1: What was the role of protest movements in reforming British life in the 19th and 20th centuries?

1: The extension of the franchise: radical protest; the Great Reform Act, causes and impact, including further reform; Chartism, causes, actions and impact.

Protest and change: campaigning groups and their methods and impact, including the Anti-Slavery movement; the Anti-Corn Law League; factory reformers; social reformers.

Workers movements: the development of trade unionism and its impact, including Grand National Consolidation Trades Union (GNCTU), Tolpuddle Martyrs, New Model Unions and new unionism, including the match girls’ and dockers’ strikes.

2: How did minority groups fight for equal rights in the late 20th and early 21st century?

2: Women’s rights: the campaign for women’s suffrage, reasons, methods and responses; role of individuals, including the Pankhursts; the reasons for the extension of the franchise and its impact; progress towards equality in the second half of the 20th century.

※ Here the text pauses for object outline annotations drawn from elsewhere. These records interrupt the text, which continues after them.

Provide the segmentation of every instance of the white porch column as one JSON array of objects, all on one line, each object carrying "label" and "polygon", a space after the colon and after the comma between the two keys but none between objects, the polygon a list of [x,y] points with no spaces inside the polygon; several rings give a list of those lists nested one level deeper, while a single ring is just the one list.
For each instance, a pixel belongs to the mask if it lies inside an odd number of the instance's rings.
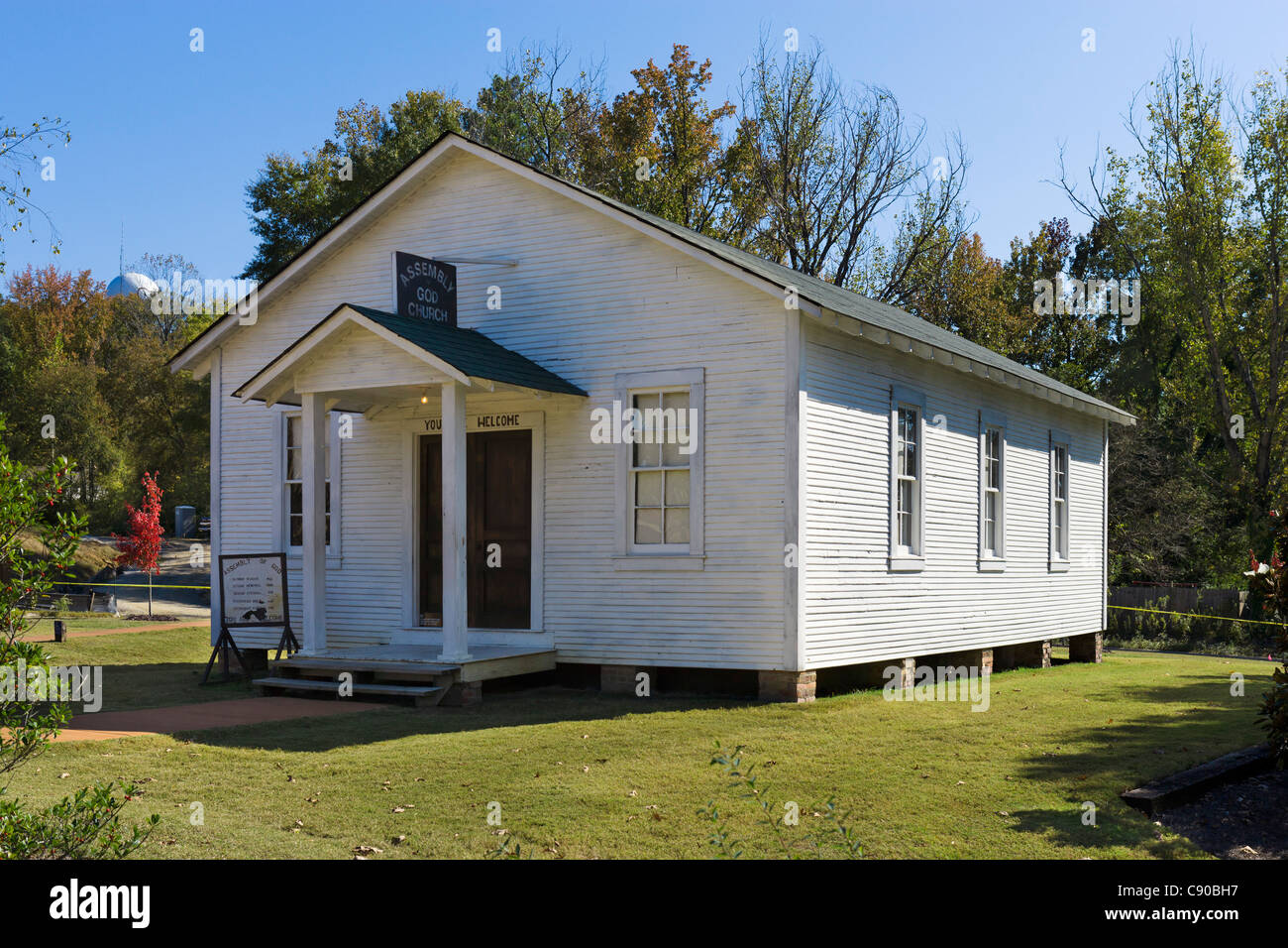
[{"label": "white porch column", "polygon": [[443,384],[443,654],[444,662],[470,657],[465,574],[465,386]]},{"label": "white porch column", "polygon": [[317,392],[301,395],[300,472],[304,480],[304,650],[326,649],[326,427]]}]

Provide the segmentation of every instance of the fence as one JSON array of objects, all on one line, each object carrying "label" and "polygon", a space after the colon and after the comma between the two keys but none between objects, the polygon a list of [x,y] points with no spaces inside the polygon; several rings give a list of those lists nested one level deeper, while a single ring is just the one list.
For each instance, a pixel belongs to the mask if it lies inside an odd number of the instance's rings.
[{"label": "fence", "polygon": [[1109,589],[1105,637],[1113,645],[1167,651],[1267,655],[1282,626],[1249,606],[1245,589],[1119,586]]},{"label": "fence", "polygon": [[1197,586],[1173,586],[1166,583],[1109,587],[1109,605],[1128,609],[1150,609],[1150,602],[1166,597],[1168,609],[1177,613],[1202,613],[1203,615],[1222,615],[1227,619],[1251,619],[1247,611],[1247,589],[1203,589]]}]

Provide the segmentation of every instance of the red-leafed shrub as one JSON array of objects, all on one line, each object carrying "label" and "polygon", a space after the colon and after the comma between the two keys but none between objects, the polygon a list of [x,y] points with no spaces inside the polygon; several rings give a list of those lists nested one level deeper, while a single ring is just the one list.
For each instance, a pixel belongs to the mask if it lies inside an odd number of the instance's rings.
[{"label": "red-leafed shrub", "polygon": [[135,509],[133,504],[125,504],[126,530],[125,537],[117,537],[116,548],[121,555],[116,561],[122,566],[134,566],[146,570],[148,574],[148,617],[152,617],[152,574],[157,570],[157,557],[161,556],[161,495],[165,493],[157,486],[156,475],[147,471],[139,480],[143,485],[143,503]]}]

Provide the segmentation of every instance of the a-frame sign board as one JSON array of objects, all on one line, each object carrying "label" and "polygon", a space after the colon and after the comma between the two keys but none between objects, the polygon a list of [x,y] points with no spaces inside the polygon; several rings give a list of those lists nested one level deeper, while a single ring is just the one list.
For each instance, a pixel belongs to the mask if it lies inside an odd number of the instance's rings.
[{"label": "a-frame sign board", "polygon": [[242,671],[246,662],[233,641],[234,628],[281,628],[277,659],[300,650],[291,631],[291,609],[286,592],[286,553],[228,553],[219,557],[219,637],[206,662],[201,684],[210,680],[210,669],[219,658],[224,681],[232,677],[232,657]]}]

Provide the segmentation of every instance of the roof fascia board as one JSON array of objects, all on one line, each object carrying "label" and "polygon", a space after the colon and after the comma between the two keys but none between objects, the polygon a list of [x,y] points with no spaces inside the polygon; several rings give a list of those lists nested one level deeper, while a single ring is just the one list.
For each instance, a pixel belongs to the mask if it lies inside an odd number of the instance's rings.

Workers’ rights: the General Strike (1926), actions, reactions and impact; trade union reform in the late 20th century.

Minority rights: the development of multi-racial society since the Second World War; discrimination, protest and reform; the Brixton Riots, their impact, including the Scarman Report.

Summer Term

Revision and preparation for GCSE examinations


Assessment at Key stage 4

Internal: Assessments which include exam style questions at the end of each topic, mock examination at the end of year 10, mock examination in year 11 (content varies each year).  Students will be given regular feedback which they will use to create targets and track these over the course of the year.

External: Year 11 summer term terminal examination

Paper 1 and 2 (2 hours each)


How can parents help support their child’s learning?

Completing homework set by staff and accessing Google Classroom to help support learning outside of the classroom. Access websites such as BBC bitesize, BBC teach,Oxford University Press textbooks and revision guides, GCSE pod, Seneca


Enrichment opportunities

Year 10 attend a trip to a historic environment. In the past, they have visited the National Maritime Museum, Kenilworth Castle and Hardwick Hall.